I have observed the discussion about the Winnipeg Police purchase of the Gurkha armoured vehicle with both amusement and concern: Amusement because all the usual suspects, those being sociologists, and the media have neatly filed into place and have said exactly what they would be expected to say:
1) that this is another step forward in the militarization of the police;
2) that the process was flawed and lacked public input and transparency;
3) that the Police Service pulled a fast one on the Police Board;
4) that the operational need for an armoured vehicle has not been justified;
5) that it is too costly.
And concern, because the Police Service has done a poor job of providing background information and justification for the purchase.
One might ask the question: Where were all these people who have concerns about militarization and costs when the Police Service launched its air force?
I agree that in a day and age where Police Boards provide oversight of police departments, the process used to acquire this piece of equipment was perhaps less than politically astute. The result is that the Police Service has lost the ability to make purchases of this type in the future.
As well, I have yet to hear any really sound arguments being made by the Police Service other than in general terms as to how this piece of equipment will add value. The Police Service was probably caught flat-footed on this one because they had no intention of this becoming a public discussion at this point in time. There probably is a communications strategy in the process of being developed to deal with this issue and justify the purchase but I’m surmising it was not intended to be used until some point in the future, so it was not fully developed and ready to go at this point in time. They should however have anticipated that the purchase of an item such as the Gurhka could not be kept under wraps indefinitely and been better prepared to deal with it when the information became public.
All that being said the question remains, can this purchase be justified as an operational need?
As a former police officer, I am personally aware of discussions for the need of an armoured vehicle that go back 30 years – long before ‘militarization’ had become a buzz word. The situation that gave rise to the discussions was an armed and barricaded scenario in St. Boniface where a man shot his entire family and then barricaded himself in a house, armed. Police were faced with a situation where a young child had been shot but was still alive, laying in the front yard with no means to safely perform a rescue. Since that incident there have been many others, perhaps not as dramatic but still of a nature where some form of armoured vehicle would have served a very useful purpose.

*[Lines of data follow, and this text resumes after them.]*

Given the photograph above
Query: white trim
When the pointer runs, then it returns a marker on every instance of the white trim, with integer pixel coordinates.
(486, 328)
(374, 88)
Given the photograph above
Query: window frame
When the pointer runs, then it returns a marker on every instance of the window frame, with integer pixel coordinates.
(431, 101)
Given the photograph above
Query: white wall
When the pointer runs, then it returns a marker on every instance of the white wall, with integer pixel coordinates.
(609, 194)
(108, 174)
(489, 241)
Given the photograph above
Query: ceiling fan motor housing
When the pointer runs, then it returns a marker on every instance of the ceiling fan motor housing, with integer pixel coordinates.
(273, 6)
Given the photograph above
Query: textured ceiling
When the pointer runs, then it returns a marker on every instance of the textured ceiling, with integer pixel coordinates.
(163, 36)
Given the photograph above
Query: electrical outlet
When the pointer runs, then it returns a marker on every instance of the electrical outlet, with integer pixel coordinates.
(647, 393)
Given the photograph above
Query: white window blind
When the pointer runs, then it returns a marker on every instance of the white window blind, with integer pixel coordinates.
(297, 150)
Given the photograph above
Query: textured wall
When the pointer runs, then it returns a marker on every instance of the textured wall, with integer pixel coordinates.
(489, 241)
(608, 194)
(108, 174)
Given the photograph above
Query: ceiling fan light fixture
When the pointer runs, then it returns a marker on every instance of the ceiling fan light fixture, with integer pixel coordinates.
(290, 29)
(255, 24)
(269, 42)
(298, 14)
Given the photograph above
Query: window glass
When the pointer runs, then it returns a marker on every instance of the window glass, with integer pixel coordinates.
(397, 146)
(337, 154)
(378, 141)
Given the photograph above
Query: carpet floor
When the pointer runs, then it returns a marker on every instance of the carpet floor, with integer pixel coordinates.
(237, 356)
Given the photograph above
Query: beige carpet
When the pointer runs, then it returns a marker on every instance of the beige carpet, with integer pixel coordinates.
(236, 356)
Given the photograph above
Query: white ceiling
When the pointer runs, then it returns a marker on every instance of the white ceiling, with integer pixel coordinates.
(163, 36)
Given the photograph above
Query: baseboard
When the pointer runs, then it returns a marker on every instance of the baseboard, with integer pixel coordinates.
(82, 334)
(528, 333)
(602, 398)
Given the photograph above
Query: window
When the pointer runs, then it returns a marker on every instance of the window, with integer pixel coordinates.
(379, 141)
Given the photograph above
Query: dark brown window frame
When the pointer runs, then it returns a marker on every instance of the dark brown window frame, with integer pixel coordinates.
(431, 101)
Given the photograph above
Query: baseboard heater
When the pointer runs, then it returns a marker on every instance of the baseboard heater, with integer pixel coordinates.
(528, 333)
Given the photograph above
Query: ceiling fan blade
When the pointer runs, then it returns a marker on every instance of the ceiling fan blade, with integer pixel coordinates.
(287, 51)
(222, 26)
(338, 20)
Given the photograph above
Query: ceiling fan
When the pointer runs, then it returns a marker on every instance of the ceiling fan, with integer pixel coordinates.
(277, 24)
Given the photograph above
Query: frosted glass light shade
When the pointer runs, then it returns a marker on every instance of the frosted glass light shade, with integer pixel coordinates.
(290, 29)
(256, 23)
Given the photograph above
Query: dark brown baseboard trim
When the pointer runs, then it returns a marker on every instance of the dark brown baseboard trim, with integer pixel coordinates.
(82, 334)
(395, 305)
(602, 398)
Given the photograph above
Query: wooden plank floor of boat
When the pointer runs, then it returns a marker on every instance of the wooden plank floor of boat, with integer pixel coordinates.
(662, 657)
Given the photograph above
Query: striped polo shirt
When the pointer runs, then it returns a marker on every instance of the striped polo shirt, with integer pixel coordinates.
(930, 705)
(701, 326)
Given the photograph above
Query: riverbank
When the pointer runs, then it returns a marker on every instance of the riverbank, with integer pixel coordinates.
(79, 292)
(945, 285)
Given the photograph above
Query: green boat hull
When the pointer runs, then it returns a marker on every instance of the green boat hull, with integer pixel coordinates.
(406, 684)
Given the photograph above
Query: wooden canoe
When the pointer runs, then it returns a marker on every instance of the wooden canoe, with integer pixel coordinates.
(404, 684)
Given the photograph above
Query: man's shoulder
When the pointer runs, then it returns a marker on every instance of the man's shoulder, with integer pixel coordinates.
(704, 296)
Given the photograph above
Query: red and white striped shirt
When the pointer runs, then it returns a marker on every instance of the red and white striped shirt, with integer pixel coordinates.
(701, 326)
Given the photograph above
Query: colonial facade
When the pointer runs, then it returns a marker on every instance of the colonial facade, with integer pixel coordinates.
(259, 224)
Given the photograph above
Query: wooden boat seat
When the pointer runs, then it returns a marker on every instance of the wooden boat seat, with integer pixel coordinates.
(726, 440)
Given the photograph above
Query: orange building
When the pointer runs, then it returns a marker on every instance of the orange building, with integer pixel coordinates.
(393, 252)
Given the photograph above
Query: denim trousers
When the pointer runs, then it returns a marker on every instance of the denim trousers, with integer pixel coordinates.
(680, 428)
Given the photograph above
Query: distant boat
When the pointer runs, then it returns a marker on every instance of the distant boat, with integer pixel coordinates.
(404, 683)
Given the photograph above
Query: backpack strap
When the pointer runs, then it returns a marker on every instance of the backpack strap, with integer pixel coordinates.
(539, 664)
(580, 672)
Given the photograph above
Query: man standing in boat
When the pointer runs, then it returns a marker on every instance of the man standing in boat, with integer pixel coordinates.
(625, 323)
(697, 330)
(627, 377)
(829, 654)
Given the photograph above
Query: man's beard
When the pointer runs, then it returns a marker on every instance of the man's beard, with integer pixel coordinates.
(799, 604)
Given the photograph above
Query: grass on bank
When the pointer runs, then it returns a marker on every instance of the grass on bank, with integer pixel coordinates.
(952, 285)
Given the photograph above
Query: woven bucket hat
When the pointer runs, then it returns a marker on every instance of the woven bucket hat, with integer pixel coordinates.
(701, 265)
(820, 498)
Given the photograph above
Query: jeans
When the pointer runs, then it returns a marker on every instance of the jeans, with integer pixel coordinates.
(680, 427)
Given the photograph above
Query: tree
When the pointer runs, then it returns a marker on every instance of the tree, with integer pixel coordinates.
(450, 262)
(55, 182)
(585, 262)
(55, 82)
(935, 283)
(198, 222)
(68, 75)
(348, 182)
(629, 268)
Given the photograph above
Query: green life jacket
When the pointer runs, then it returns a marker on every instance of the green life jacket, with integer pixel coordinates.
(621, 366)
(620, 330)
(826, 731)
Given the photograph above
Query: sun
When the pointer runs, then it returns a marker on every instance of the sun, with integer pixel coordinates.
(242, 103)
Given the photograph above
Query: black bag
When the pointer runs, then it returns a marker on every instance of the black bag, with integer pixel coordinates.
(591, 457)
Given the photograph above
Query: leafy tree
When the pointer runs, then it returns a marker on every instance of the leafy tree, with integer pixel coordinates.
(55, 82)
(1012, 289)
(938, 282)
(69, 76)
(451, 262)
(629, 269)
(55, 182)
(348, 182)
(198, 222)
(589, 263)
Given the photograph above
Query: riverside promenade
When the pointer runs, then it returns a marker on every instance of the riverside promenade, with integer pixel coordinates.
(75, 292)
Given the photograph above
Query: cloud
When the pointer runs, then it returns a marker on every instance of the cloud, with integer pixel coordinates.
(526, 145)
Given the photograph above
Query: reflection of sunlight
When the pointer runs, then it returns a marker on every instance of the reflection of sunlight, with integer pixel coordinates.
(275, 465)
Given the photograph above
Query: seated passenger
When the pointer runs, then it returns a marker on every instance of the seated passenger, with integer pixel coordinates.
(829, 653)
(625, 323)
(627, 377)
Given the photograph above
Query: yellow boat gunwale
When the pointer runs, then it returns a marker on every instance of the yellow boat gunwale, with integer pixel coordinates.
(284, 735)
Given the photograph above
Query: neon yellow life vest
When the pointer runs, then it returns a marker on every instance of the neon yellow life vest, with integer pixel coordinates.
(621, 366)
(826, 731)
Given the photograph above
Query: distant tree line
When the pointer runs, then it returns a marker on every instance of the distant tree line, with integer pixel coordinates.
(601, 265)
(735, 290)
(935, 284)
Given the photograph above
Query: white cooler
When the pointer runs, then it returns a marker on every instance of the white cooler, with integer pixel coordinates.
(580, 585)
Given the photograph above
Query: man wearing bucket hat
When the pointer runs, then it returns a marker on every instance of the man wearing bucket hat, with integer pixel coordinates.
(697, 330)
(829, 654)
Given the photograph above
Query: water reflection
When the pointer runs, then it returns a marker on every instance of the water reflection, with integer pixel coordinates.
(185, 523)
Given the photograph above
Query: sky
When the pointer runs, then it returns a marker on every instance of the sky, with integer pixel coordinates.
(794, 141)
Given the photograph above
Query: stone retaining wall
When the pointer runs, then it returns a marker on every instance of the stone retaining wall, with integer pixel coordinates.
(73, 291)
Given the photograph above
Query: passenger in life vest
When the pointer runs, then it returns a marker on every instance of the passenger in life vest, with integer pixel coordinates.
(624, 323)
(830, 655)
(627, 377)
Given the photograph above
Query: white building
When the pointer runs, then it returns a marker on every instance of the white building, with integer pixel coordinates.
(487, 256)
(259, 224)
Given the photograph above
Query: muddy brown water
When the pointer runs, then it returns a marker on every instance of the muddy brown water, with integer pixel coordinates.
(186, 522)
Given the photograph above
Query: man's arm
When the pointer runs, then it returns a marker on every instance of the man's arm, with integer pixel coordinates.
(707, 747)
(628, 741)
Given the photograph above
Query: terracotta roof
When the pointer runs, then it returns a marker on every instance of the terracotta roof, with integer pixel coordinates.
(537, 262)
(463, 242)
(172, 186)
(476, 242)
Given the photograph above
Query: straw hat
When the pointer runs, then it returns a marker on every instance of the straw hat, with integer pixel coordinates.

I would suggest that if the Police Service scratch its collective memory they could provide a long list of scenarios that would justify the need for an armoured vehicle even in the minds of the most jaded opponents.
In terms of cost, although $350,000.00 seems like a big number when amortized over the predicated useful life of such a purchase, it amounts to less than $20,000.00 a year.
Although I personally do not support carte blanche militarization of policing I do support the purchase of military type equipment in situations where the need can be justified for operational reasons.The devil as always will be in the details. The manner in which this piece of equipment will be deployed will show the intent of the Police Service and could go a long way to silence the critics. If it is rolled out willy nilly, however, the police will run the risk of losing public support. It should be used in situations where its use can be operationally justified.
If this is really seen by the Police Board, the Mayor, or City Councillors as an example of the police overstepping their authority and acquiring a piece of equipment that either the police don’t need or that they philosophically disagree with, let them step forward and justify their position and then sell the damn thing (I dare you). There is a market out there for these types of vehicles.
Very well said and makes the point that the Police Service is being run by an ever more ‘junior’ elite who appear incapable of seeing past their noses.
You have to wonder how much of this angst from the Police Board is about political posturing and avoiding responsibility. There was media outrage when we switched to open holsters, when we got ballistic vests and when we moved up to Glocks and Tasers. It’s never reasonable, informed discussion, it’s always outrage and hysteria that seems more designed to sell papers. I am disappointed the Executive were not better prepared for this tempest however….seems like a fumble when the rush hit them.